Transcription de la balade sonore : Les bois et la chasse

En 1859, Thomas Austin, un britannique du sud de l’Australie, passionné de chasse, importe douze couples de lapins pour se divertir, le fusil en joue. Cinquante ans plus tard, n’ayant pas d’ennemi naturel pour réguler leur multiplication, 600 millions de ces animaux ont colonisé 60% du territoire : c’est l’une des pires catastrophes de l’île dont on se souvient comme « l’époque où les lapins ont failli manger l’Australie ».

À Verneuil, un phénomène semblable s’est produit au XIXème siècle.

Les châtelains de Verneuil ont toujours apprécié s’adonner aux plaisirs de la chasse.
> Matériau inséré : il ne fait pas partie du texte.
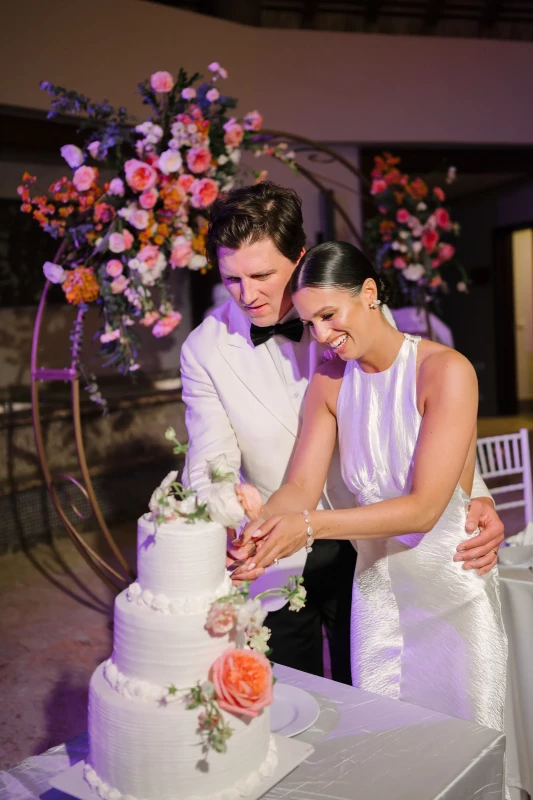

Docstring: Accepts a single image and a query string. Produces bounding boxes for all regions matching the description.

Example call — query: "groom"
[180,181,503,684]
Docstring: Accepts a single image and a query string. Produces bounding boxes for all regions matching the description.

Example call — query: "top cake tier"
[136,514,227,599]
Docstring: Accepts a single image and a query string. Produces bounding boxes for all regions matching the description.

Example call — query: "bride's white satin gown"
[337,334,507,733]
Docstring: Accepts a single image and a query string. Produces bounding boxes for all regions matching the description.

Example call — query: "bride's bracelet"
[302,510,314,553]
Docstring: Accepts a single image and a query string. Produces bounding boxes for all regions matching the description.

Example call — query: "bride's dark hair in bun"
[291,241,392,307]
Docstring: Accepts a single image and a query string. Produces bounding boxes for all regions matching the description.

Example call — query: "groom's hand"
[226,528,258,581]
[454,497,504,575]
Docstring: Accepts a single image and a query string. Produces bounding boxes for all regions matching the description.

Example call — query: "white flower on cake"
[206,481,246,527]
[236,598,267,637]
[206,453,237,483]
[248,626,271,655]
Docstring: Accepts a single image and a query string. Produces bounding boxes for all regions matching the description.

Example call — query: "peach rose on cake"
[205,602,237,636]
[191,178,218,209]
[186,146,212,174]
[124,159,157,193]
[211,649,273,719]
[150,71,174,93]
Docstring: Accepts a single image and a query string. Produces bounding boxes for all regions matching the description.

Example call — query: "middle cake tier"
[113,590,235,689]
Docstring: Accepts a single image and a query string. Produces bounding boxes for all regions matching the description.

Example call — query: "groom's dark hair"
[206,181,306,270]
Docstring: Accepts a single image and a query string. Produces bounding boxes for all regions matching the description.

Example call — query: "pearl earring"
[369,299,382,309]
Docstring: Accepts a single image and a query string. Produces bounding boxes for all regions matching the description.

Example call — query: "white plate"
[270,682,320,737]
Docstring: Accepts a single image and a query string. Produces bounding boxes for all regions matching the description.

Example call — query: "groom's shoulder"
[182,299,234,358]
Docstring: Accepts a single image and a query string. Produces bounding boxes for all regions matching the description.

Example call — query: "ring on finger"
[273,558,280,566]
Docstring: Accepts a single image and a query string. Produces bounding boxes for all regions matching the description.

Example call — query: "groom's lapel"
[218,304,299,437]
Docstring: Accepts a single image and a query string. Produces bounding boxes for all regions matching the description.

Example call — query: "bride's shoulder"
[315,356,346,381]
[417,340,476,387]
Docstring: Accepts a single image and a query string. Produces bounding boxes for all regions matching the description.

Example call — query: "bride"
[235,241,507,732]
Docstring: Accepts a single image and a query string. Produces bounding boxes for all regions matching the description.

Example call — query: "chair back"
[476,428,533,525]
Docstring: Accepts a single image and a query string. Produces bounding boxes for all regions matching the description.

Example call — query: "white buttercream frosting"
[126,571,233,614]
[84,735,277,800]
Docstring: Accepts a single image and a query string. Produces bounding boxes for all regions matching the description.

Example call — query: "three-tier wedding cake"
[83,449,279,800]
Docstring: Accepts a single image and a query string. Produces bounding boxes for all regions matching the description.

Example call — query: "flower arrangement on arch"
[19,64,296,403]
[364,153,468,308]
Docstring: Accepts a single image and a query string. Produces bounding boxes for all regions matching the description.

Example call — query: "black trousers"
[265,540,356,685]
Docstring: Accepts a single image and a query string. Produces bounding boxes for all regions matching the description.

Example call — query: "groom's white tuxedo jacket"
[180,298,490,611]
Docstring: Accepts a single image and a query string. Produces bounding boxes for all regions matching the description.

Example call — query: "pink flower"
[438,243,456,263]
[429,275,443,288]
[87,141,101,160]
[206,88,220,103]
[43,261,66,284]
[223,119,244,148]
[211,649,273,719]
[150,71,174,93]
[139,311,160,327]
[139,188,158,209]
[73,165,97,192]
[181,87,196,100]
[421,229,439,254]
[433,186,445,202]
[435,207,452,230]
[191,177,218,209]
[396,209,410,224]
[371,179,387,195]
[152,311,182,338]
[170,238,193,268]
[378,205,388,214]
[106,259,123,278]
[100,328,121,343]
[186,146,212,174]
[393,256,407,269]
[111,275,130,294]
[205,602,237,636]
[108,178,125,197]
[431,257,441,269]
[234,483,263,521]
[109,230,134,254]
[244,110,263,132]
[124,159,157,192]
[129,208,150,230]
[60,144,84,169]
[137,245,161,270]
[178,174,195,192]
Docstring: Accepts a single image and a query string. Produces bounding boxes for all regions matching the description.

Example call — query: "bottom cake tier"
[86,663,276,800]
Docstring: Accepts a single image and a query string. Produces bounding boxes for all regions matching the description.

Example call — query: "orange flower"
[407,178,428,199]
[63,267,99,305]
[211,649,273,719]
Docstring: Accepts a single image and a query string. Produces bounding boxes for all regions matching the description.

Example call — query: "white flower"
[399,231,409,240]
[176,494,198,515]
[229,150,241,164]
[446,166,457,184]
[248,626,271,654]
[456,281,468,293]
[160,470,179,490]
[217,154,228,165]
[108,178,125,196]
[288,584,307,612]
[416,202,427,211]
[206,482,245,527]
[391,242,400,251]
[158,150,183,175]
[206,88,220,102]
[181,87,196,100]
[201,681,216,700]
[188,254,207,271]
[237,598,267,636]
[43,261,66,284]
[412,241,423,254]
[207,454,236,482]
[60,144,84,169]
[403,264,425,282]
[87,141,101,159]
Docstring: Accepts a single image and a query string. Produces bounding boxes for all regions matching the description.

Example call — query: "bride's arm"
[238,349,478,574]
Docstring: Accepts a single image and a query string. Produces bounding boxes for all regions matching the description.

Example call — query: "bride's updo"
[291,241,391,306]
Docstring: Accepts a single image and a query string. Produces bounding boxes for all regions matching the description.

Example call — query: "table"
[0,665,505,800]
[499,560,533,800]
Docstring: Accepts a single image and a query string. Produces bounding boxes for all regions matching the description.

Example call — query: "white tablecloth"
[500,557,533,799]
[0,665,506,800]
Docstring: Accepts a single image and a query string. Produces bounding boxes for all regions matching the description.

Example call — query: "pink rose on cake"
[211,649,273,718]
[205,602,237,636]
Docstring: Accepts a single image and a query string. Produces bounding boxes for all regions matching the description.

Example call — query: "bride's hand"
[232,513,307,581]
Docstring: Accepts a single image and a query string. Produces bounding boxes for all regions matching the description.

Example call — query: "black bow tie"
[250,317,304,347]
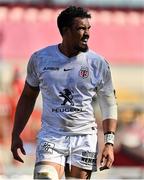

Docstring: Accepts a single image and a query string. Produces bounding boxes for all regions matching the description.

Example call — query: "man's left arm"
[96,60,118,170]
[100,118,117,170]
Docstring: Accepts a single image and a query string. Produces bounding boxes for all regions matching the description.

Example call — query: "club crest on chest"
[79,66,89,78]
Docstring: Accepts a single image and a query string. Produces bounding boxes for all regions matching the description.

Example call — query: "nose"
[84,28,89,37]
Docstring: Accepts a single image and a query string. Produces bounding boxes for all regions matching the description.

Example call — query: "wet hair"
[57,6,91,36]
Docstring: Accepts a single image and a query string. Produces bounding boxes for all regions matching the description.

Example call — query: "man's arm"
[100,118,117,170]
[97,91,117,170]
[96,60,118,170]
[11,82,39,163]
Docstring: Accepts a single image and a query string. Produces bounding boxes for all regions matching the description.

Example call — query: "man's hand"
[99,144,114,171]
[11,136,26,163]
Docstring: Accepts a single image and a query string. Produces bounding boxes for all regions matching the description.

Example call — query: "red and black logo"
[79,66,89,78]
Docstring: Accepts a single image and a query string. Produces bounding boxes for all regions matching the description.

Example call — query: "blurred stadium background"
[0,0,143,179]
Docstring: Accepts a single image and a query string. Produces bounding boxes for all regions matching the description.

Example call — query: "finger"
[13,152,24,163]
[20,146,26,155]
[100,154,107,166]
[13,154,24,163]
[12,148,24,163]
[100,161,111,171]
[105,158,113,169]
[99,166,109,171]
[100,155,104,164]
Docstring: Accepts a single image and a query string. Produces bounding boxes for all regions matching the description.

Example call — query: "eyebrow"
[78,25,91,29]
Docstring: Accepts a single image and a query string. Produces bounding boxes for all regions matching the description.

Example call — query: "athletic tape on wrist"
[104,132,115,145]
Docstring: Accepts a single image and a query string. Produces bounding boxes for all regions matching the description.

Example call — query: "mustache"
[81,35,89,40]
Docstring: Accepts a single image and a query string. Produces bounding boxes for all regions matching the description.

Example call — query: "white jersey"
[26,44,116,136]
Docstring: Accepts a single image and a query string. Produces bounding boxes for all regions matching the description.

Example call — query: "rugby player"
[11,6,117,179]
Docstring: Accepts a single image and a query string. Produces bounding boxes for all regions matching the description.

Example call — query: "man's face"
[66,17,91,52]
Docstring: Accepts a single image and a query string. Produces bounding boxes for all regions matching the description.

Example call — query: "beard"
[74,44,89,52]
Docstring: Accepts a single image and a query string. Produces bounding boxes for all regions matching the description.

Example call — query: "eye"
[77,26,91,31]
[77,27,85,31]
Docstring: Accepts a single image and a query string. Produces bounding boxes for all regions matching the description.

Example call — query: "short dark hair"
[57,6,91,36]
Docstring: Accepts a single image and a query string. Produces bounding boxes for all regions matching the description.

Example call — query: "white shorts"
[35,129,98,171]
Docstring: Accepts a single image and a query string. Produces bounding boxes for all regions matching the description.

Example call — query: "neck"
[58,43,80,58]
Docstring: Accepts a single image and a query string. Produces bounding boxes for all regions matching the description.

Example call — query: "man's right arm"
[11,81,39,163]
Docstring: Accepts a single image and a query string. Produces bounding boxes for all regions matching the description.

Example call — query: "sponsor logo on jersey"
[64,68,73,71]
[43,67,59,71]
[52,107,84,113]
[79,66,89,78]
[51,88,85,113]
[59,89,74,106]
[40,141,55,154]
[80,151,97,166]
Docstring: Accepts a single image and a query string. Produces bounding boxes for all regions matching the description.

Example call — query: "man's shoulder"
[85,50,110,70]
[29,44,58,66]
[33,44,57,57]
[86,49,106,63]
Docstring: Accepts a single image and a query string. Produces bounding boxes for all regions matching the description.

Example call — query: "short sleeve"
[26,53,39,87]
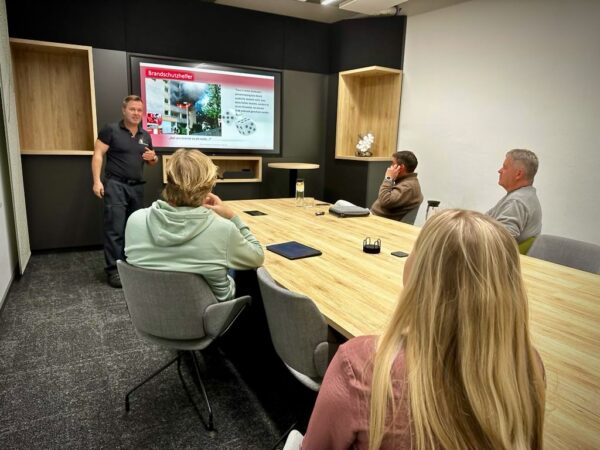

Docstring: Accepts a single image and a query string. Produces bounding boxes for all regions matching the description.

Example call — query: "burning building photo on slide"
[145,78,222,137]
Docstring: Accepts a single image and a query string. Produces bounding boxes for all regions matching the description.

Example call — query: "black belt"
[105,173,146,186]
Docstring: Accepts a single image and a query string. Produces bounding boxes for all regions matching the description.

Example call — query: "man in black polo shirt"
[91,95,158,287]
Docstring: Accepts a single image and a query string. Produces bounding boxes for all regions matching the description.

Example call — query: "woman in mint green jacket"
[125,149,264,301]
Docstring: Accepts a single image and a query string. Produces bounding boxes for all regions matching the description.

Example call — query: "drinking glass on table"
[295,179,305,206]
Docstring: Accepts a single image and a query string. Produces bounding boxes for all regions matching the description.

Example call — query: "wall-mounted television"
[129,55,281,155]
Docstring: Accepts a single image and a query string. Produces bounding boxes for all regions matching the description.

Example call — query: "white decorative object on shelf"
[356,133,374,157]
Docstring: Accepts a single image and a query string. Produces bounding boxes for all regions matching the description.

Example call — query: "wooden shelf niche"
[335,66,402,161]
[10,39,97,155]
[162,155,262,184]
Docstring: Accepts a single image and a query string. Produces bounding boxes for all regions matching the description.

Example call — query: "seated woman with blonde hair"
[125,148,264,301]
[300,209,545,450]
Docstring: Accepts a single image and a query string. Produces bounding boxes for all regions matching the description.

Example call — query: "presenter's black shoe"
[107,272,122,289]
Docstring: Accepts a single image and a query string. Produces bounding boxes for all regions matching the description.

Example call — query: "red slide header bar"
[145,68,194,80]
[144,67,274,89]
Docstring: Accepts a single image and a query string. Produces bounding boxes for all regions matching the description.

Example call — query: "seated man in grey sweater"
[487,149,542,250]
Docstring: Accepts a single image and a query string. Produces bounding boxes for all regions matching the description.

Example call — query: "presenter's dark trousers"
[103,178,144,274]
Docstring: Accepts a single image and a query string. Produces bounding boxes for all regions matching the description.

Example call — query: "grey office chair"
[256,267,339,392]
[527,235,600,274]
[400,204,421,225]
[117,260,251,431]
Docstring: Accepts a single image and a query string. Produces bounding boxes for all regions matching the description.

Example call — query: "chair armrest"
[314,342,334,378]
[204,295,251,337]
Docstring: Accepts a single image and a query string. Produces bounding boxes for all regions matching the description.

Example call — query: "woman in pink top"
[301,209,545,450]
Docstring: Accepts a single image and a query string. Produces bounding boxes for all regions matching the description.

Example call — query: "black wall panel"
[6,0,127,50]
[283,17,329,73]
[7,1,404,75]
[21,156,103,250]
[123,1,285,69]
[7,0,330,74]
[331,16,406,73]
[92,49,129,131]
[324,159,370,207]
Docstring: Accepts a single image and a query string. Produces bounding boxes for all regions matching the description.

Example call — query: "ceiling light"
[339,0,408,14]
[321,0,340,5]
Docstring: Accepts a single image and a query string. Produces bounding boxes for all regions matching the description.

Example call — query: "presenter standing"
[91,95,158,288]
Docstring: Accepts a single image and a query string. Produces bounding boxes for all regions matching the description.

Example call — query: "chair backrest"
[400,204,421,225]
[527,235,600,274]
[117,261,249,342]
[257,267,332,383]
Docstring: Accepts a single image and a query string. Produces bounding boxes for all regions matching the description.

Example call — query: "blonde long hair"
[369,209,545,450]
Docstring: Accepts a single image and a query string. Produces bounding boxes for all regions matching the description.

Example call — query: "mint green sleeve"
[226,216,265,269]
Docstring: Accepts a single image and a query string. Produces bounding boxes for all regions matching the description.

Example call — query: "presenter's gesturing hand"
[93,181,104,198]
[203,193,235,220]
[142,147,158,165]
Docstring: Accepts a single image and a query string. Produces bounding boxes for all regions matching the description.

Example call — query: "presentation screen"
[129,55,281,154]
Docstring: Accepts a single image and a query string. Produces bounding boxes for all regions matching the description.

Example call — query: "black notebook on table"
[266,241,322,260]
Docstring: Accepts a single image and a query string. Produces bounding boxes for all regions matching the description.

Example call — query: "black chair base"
[125,351,215,431]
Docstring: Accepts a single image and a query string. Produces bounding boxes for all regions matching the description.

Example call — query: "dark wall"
[8,0,405,249]
[21,156,103,250]
[6,0,330,74]
[93,49,129,131]
[7,0,403,75]
[6,0,127,50]
[262,70,327,200]
[330,16,406,73]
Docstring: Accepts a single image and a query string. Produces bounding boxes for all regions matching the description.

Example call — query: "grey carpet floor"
[0,250,297,449]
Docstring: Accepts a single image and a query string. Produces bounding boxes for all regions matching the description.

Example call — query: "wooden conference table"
[228,198,600,449]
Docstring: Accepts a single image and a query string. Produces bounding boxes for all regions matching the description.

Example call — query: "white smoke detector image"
[235,116,257,136]
[220,109,257,135]
[220,109,237,125]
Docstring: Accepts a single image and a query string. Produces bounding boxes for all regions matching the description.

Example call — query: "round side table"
[268,162,320,196]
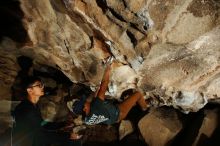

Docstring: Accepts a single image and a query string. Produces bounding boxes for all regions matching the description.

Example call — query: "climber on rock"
[67,57,150,125]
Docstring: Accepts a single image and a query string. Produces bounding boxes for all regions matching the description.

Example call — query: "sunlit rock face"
[138,27,220,113]
[0,0,220,113]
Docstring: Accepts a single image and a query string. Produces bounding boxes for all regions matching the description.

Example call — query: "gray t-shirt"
[85,98,119,125]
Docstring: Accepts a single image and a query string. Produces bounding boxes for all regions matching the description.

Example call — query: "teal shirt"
[85,98,119,125]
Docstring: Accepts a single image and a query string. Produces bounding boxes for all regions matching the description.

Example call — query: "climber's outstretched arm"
[97,64,111,101]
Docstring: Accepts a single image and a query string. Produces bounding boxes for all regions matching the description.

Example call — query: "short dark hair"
[23,76,42,90]
[72,95,87,115]
[76,85,92,97]
[71,85,92,115]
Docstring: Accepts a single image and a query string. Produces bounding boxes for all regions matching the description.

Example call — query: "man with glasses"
[12,76,82,146]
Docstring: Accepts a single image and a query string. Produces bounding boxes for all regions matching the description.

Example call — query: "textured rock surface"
[138,107,183,146]
[139,27,220,113]
[0,0,220,113]
[192,108,219,146]
[82,125,118,143]
[119,120,134,140]
[0,100,16,134]
[0,1,220,145]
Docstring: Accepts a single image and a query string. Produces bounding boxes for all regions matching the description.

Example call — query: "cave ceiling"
[0,0,220,113]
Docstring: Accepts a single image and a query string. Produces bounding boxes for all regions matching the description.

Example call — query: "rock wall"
[0,0,220,113]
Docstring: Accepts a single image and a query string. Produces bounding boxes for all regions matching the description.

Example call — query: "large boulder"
[192,108,220,146]
[138,107,183,146]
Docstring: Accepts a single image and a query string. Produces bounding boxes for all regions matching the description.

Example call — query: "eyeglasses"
[29,83,44,88]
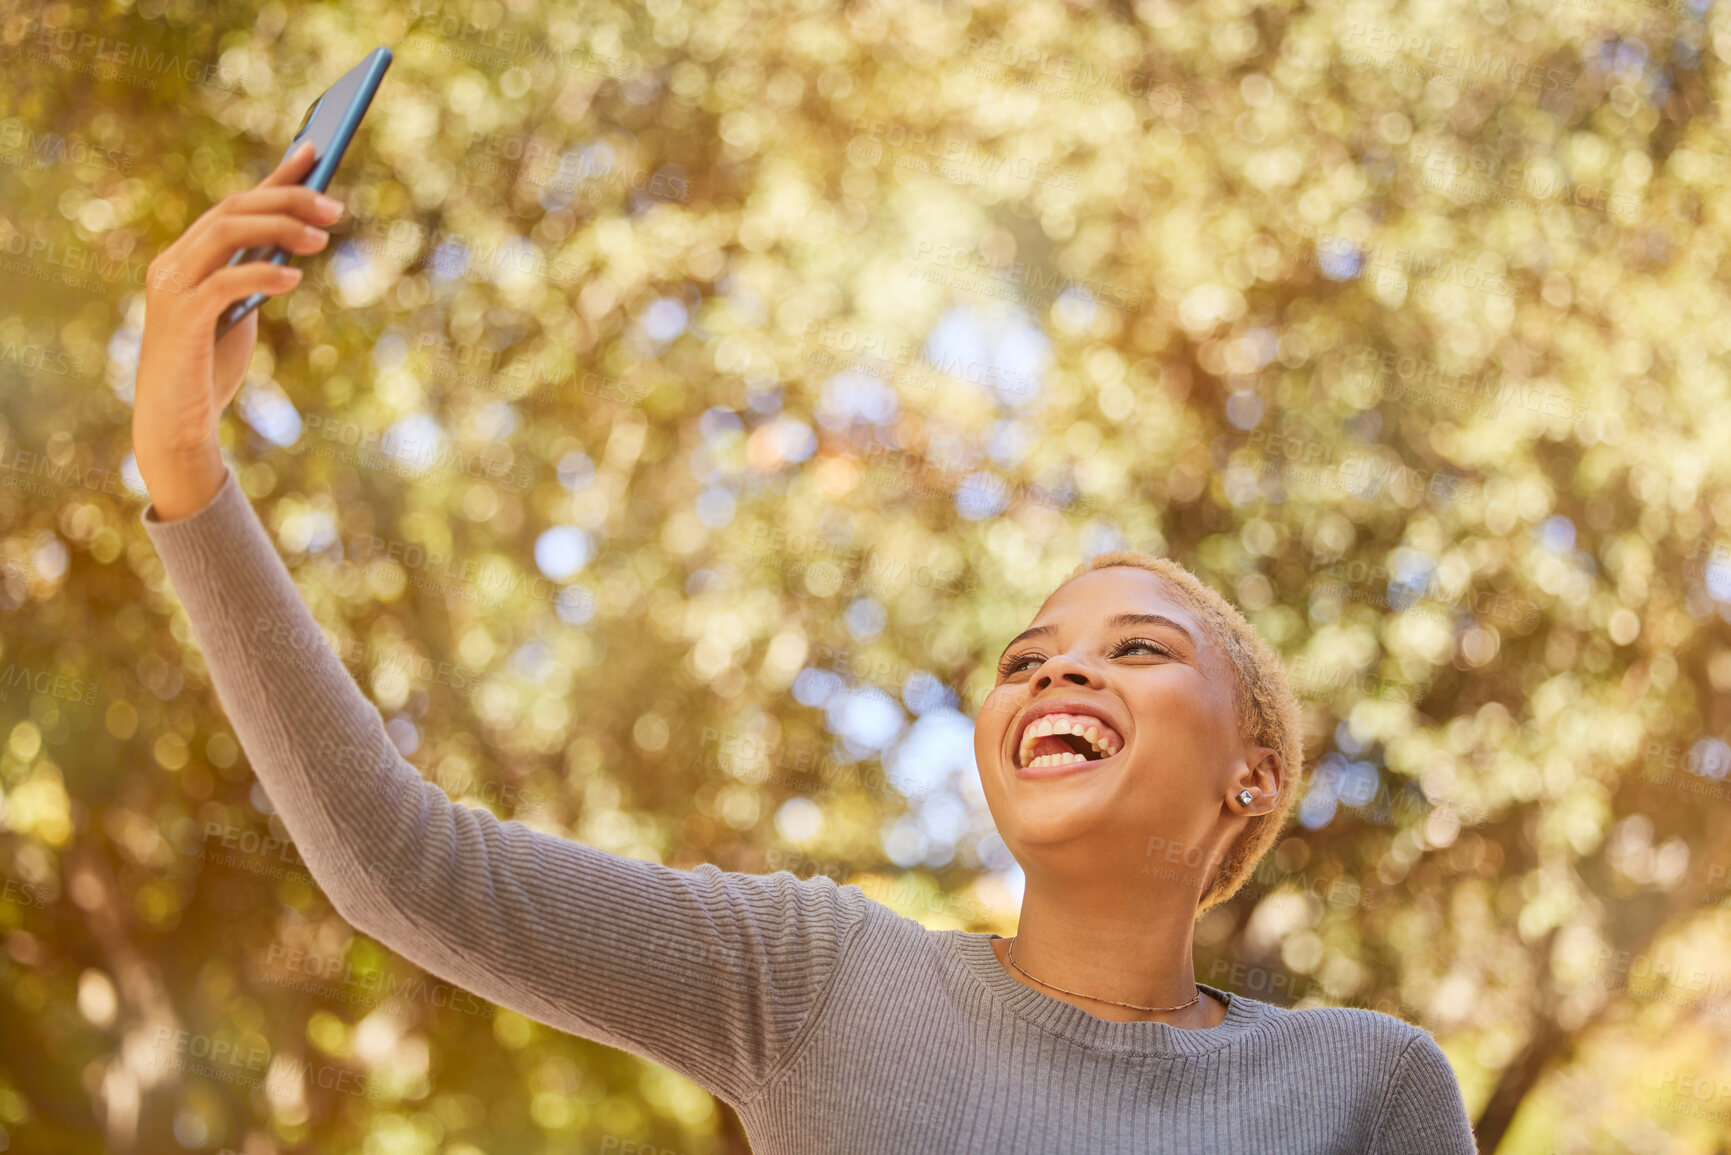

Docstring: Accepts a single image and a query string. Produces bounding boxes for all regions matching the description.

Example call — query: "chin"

Le comte de Talleyrand, par exemple, invitait souvent des nobles de la Cour pour participer à ses parties de chasse. À l’époque moderne, la chasse est un sport uniquement réservé à la noblesse, et il est toujours appréciable, lorsque l’on est seigneur, d’avoir, à portée de fusil, un gibier abondant que les gardes-chasse entretiennent.

Le lapin est une proie qu’on apprécie particulièrement chasser, parce qu’il permet aux chasseurs de faire montre de leur habileté au fusil. Plus petit que le cerf ou le sanglier, il n’est pas aisé de l’abattre lorsqu’il court à pleine vitesse dans les fourrées.

Mais, comme souvent à cette époque, il n’est pas rare que le bonheur des uns fasse le malheur des autres : quand les nobles s’amusent, ce sont les petites gens qui en pâtissent. Les lapins se multiplient à une vitesse prodigieuse, et lorsqu’ils ne sont pas occupés à bondir pour éviter le plomb, ils causent des ravages partout où ils le peuvent. Les cultures des agriculteurs qui cultivent à proximité des bois du château sont souvent dévorées et plus d’une fois, le comte de Talleyrand doit leur verser réparations.

À la mort de ce dernier, sa veuve, unique propriétaire du domaine, loue les bois de Verneuil pour la chasse. Les locataires successifs de ce droit de chasse, promettent aux agriculteurs locaux de contrôler la reproduction des lapins et de les empêcher de causer des dommages aux cultures voisines.

Évidemment, comme on peut s’en douter, ces promesses ne sont pas tenues, et la ville frôle la catastrophe à la fin du XIXème siècle. Comme en Australie, les lapins ont bien failli manger Verneuil. En 1884, Fould et Ratisbonne, deux locataires, ont la brillante idée de multiplier les lapins dans un « but d’exploitation », si bien que 78 hectares de bois sont détruits. Pour endiguer la catastrophe, on appelle aux armes et à la suite de grandes battues dans les bois de Verneuil, 20 000 lapins sont abattus et le problème semble finalement réglé.

On retiendra de cette histoire que malgré son apparence inoffensive et souvent adorable, le lapin est un prédateur dont il vaut mieux réguler la reproduction.